I can't speak to the methodological and pedagogical aspects of it. I
just have a vague idea that explaining why something isn't an instance
of GradedAlgebra or DifferentialRing to freshman or the otherwise
mathematically disinclined isn't a task compiler and/or library
implementors care to deal with.

On Fri, Feb 09, 2001 at 11:26:39AM +0000, Jerzy Karczmarczuk wrote:
> BTW. what is a schenanigan? Is it by definition someething consumed
> by Geeks? Is the usage of Vector Spaces restricted to those few
> Geeks who can't live without schenanigans?

Yes! And I can't live without them. I had a few schenanigans at the
math bar last night while I was trying to pick up a free module, but
she wanted a normed ring before getting down to a basis. I guess that's
what I get for going to a algebra bar. I should really have gone to a
topology bar instead if I was looking for something kinkier. =)

Perhaps "Geek Prelude" isn't a good name for it. Feel free to suggest
alternatives. Of course, there's nothing to prevent the non-geek among
us from using them if they care to. If I by some miracle produce
something which actually works, I'll leave it untitled.

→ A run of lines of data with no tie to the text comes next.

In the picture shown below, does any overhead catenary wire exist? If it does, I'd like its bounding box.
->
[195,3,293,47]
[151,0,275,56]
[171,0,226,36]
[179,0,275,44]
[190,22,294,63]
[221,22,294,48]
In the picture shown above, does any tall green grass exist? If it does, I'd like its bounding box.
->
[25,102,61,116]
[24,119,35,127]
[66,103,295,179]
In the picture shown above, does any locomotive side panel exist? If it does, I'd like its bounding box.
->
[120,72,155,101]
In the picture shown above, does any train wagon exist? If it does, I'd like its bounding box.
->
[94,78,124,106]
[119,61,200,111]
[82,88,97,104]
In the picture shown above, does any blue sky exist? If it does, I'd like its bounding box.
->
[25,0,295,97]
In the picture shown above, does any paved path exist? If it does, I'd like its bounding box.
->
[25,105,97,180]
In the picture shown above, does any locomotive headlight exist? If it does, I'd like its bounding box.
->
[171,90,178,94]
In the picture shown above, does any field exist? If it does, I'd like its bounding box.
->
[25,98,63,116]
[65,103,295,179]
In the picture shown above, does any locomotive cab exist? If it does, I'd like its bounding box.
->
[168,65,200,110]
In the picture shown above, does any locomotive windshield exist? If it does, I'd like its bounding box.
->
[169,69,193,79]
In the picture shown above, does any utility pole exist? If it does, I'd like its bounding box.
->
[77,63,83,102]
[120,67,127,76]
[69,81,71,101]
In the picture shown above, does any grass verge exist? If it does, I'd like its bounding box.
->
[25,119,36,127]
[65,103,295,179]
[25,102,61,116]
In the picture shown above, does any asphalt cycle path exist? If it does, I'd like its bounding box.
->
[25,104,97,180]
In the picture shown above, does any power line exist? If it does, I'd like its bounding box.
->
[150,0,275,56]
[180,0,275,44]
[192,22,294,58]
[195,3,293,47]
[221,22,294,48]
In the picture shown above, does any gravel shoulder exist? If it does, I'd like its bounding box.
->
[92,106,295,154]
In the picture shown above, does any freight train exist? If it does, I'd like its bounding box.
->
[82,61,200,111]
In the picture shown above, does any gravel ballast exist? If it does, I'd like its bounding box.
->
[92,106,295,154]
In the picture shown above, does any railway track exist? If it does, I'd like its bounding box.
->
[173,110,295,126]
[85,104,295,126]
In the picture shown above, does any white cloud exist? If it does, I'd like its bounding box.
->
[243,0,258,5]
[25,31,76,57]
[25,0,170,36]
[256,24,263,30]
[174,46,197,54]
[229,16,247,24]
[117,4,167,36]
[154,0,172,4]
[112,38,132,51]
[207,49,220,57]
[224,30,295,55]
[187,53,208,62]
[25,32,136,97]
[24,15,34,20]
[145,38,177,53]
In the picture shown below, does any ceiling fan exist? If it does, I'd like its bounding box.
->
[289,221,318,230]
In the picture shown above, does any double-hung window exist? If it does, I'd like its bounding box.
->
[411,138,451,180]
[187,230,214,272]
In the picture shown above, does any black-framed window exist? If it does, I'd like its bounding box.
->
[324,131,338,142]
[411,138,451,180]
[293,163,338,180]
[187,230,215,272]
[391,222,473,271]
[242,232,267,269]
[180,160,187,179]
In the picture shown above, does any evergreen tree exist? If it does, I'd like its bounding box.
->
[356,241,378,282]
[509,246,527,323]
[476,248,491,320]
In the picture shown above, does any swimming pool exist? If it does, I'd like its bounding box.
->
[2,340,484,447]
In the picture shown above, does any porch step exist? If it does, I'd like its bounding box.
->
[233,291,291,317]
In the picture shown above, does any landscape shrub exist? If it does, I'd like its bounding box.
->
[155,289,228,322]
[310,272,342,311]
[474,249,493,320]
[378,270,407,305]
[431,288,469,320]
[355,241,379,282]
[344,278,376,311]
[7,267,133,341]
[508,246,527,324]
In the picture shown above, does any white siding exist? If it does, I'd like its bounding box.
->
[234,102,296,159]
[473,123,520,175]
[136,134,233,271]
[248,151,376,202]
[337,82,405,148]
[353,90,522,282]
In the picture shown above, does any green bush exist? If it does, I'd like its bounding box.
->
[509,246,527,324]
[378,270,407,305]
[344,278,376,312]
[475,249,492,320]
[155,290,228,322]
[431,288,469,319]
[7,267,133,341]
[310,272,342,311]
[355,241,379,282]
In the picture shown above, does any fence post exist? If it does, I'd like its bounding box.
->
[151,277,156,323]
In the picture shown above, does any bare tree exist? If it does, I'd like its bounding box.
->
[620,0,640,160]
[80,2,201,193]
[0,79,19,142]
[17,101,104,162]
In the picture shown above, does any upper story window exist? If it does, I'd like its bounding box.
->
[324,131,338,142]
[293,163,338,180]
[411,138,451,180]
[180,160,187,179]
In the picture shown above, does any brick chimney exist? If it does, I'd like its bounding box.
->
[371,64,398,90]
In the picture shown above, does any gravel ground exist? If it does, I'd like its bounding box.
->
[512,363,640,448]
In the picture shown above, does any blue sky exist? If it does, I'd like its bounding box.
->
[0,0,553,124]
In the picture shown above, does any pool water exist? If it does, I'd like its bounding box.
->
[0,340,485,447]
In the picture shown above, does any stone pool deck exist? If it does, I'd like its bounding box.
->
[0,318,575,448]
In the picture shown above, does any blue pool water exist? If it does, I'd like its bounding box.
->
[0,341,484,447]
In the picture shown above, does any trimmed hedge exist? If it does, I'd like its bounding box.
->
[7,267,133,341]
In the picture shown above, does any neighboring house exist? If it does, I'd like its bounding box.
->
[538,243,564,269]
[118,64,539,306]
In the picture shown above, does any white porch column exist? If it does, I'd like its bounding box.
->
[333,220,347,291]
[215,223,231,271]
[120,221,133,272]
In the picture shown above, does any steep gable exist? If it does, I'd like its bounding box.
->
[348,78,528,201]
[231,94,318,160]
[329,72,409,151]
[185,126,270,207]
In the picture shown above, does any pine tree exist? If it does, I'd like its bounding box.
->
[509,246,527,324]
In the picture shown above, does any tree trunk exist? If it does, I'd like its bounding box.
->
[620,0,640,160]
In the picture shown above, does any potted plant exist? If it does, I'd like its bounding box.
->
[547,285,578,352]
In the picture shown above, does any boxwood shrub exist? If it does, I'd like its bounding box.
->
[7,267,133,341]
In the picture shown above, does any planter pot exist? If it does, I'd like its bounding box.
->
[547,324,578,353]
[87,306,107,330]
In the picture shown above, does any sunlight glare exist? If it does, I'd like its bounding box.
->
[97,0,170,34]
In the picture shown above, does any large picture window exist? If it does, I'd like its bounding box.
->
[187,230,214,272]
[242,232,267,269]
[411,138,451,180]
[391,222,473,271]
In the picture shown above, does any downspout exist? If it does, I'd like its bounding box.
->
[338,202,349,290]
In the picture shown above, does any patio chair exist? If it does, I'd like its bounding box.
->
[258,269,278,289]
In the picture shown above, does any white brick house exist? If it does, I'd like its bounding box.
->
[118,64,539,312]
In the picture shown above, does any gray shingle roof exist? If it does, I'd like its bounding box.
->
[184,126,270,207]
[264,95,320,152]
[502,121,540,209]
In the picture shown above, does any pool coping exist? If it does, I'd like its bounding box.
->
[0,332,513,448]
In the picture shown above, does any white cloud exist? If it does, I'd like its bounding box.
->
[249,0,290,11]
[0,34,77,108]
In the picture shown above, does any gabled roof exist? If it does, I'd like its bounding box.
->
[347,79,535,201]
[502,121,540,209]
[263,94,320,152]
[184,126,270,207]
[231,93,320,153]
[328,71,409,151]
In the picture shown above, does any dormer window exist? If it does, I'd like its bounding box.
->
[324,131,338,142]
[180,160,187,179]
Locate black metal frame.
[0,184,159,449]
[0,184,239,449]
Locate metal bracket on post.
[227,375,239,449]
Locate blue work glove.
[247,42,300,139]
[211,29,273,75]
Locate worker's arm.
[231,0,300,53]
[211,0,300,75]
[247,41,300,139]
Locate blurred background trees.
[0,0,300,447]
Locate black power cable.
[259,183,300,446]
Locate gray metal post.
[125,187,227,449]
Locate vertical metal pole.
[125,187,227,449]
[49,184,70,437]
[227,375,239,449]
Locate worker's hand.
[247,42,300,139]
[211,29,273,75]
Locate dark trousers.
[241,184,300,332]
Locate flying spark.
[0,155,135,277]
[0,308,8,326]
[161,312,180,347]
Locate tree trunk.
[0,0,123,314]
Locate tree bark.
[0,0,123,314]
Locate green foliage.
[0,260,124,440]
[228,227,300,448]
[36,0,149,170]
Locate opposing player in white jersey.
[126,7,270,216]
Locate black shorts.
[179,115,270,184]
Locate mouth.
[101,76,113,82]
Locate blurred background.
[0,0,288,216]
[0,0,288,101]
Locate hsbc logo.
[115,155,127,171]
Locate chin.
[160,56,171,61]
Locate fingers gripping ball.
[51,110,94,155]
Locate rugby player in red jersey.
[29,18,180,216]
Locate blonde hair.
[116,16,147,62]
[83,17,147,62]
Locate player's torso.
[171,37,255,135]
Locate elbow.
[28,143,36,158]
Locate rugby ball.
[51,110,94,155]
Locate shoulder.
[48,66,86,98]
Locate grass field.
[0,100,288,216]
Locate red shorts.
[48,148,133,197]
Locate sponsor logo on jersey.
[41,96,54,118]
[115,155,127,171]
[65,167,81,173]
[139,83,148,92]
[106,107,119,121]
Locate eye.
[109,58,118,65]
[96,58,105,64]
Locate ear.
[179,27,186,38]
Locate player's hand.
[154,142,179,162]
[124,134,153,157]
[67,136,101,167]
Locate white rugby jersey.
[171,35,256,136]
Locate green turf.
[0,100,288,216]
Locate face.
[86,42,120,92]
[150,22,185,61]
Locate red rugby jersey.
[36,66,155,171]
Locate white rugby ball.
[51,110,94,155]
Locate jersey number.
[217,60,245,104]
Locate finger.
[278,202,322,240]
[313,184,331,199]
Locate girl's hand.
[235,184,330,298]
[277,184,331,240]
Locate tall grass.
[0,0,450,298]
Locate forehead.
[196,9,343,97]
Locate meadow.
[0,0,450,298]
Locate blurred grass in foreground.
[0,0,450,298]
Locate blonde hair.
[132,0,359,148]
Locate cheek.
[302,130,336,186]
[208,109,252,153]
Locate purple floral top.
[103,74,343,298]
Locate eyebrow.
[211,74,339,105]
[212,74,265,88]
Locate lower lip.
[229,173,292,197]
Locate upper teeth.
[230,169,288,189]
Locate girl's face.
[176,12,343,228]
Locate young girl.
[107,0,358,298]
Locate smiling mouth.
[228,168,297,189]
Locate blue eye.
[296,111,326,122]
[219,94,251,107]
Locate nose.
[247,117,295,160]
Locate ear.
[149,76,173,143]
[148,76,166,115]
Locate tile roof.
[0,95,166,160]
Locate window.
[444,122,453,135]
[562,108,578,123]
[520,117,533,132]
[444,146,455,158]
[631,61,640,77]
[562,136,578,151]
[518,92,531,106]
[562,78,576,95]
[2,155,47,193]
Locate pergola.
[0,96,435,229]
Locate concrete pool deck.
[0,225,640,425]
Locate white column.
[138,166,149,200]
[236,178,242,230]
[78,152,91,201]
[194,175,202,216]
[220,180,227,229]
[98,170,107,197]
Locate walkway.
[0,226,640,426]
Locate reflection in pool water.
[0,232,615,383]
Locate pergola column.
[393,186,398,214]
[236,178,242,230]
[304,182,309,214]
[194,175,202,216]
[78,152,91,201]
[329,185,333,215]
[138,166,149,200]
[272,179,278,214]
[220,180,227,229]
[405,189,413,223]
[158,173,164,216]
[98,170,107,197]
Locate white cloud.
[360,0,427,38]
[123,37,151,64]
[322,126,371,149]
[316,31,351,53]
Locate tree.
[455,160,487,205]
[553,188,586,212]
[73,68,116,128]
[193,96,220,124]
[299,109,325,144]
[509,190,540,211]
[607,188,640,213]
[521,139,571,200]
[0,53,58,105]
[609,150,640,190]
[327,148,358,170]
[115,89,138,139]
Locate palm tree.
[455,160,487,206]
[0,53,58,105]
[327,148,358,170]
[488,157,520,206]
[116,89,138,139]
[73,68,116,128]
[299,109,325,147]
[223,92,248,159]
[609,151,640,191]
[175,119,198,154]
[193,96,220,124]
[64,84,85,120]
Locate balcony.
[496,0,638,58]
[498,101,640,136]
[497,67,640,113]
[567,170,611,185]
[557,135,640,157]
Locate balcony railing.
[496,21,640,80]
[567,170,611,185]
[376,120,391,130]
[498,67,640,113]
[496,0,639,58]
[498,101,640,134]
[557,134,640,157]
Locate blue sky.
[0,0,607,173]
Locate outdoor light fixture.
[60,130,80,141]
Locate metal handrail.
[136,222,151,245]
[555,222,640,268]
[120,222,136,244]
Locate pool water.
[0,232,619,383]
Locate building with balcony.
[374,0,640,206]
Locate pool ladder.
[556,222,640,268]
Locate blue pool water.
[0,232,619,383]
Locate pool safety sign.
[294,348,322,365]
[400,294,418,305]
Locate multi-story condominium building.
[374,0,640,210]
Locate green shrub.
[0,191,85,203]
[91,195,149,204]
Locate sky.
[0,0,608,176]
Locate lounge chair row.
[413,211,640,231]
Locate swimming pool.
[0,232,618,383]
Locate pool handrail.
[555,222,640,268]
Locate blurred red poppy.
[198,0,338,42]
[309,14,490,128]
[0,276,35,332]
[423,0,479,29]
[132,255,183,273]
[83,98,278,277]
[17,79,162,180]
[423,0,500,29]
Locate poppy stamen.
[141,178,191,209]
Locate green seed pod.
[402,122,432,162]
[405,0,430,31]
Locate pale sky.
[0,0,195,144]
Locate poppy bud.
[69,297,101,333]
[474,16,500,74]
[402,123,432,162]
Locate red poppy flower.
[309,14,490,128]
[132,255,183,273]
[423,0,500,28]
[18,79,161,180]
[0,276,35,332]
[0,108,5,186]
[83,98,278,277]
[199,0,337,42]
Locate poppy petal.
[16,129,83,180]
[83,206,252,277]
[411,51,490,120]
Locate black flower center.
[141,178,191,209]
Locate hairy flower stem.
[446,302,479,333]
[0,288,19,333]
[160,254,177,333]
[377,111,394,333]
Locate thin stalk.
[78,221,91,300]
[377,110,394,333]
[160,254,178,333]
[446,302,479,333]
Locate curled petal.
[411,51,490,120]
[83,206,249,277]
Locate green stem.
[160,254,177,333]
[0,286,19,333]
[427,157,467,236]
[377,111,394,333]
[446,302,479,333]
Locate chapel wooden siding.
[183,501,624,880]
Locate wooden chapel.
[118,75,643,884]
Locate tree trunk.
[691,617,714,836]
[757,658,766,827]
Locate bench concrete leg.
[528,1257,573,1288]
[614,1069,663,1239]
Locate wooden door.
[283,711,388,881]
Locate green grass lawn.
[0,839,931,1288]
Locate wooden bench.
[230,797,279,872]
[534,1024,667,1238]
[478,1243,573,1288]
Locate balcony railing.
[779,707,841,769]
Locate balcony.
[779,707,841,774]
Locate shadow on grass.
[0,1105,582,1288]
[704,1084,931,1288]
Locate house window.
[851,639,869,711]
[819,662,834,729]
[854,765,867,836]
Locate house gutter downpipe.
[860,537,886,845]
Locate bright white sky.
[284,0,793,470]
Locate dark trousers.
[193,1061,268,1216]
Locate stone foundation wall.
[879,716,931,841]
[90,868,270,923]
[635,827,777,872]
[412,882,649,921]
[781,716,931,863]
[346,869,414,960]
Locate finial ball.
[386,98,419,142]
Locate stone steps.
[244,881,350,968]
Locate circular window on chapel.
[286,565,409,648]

And yes, I agree everyone needs VectorSpace.

On Fri, Feb 09, 2001 at 11:26:39AM +0000, Jerzy Karczmarczuk wrote:
> For some time I follow the discussion on some newsgroups dealing with
> computer graphics, imagery, game programming, etc. I noticed a curious,
> strong influence of people who shout loudly:
> 
>  "Math?! You don't need it really. Don't waste your time on it!
>   Don't waste your time on cute algorithms, they will be slow as
>   hell. Learn assembler, "C", MMX instructions, learn DirectX APIs,
>   forget this silly geometric speculations. Behave *normally*, as
>   a *normal* computer user, not as a speculative mathematician!"
> 
> And I noticed that REGULARLY, 1 - 4 times a week some freshmen ask
> over and over again such questions:
> 1. How to rotate a vector in 3D?
> 2. How to zoom an image?
> 3. What is a quaternion, and why some people hate them so much?
> 4. How to compute a trajectory if I know the force acting on the
>    object.

To date I've been highly unsuccessful in convincing anyone in this
(the predominant) camp otherwise. People do need math, they just
refuse to believe it regardless of how strong the evidence is. I
spent my undergrad preaching the gospel of "CS is math" and nobody
listened. I don't know how they get anything done.

On Fri, Feb 09, 2001 at 11:26:39AM +0000, Jerzy Karczmarczuk wrote:
> To summarize: people who don't use and don't need math always feel
> right to discourage others to give to it an adequate importance.
> It is not they who will suffer from badly constructed math layer
> of a language, or from badly taught math concepts, so they don't
> care too much.

How can I counter-summarize? It's true. I suppose I'm saying that the
design goals of a Standard Prelude are outright against being so general
it's capable of representing as many mathematical structures as possible.
Of course, as it stands, it's not beyond reproach.


Cheers,
Bill
-- 
A mathematician is a system for turning coffee into theorems.
-- Paul Erdös
A comathematician is a system for turning theorems into coffee.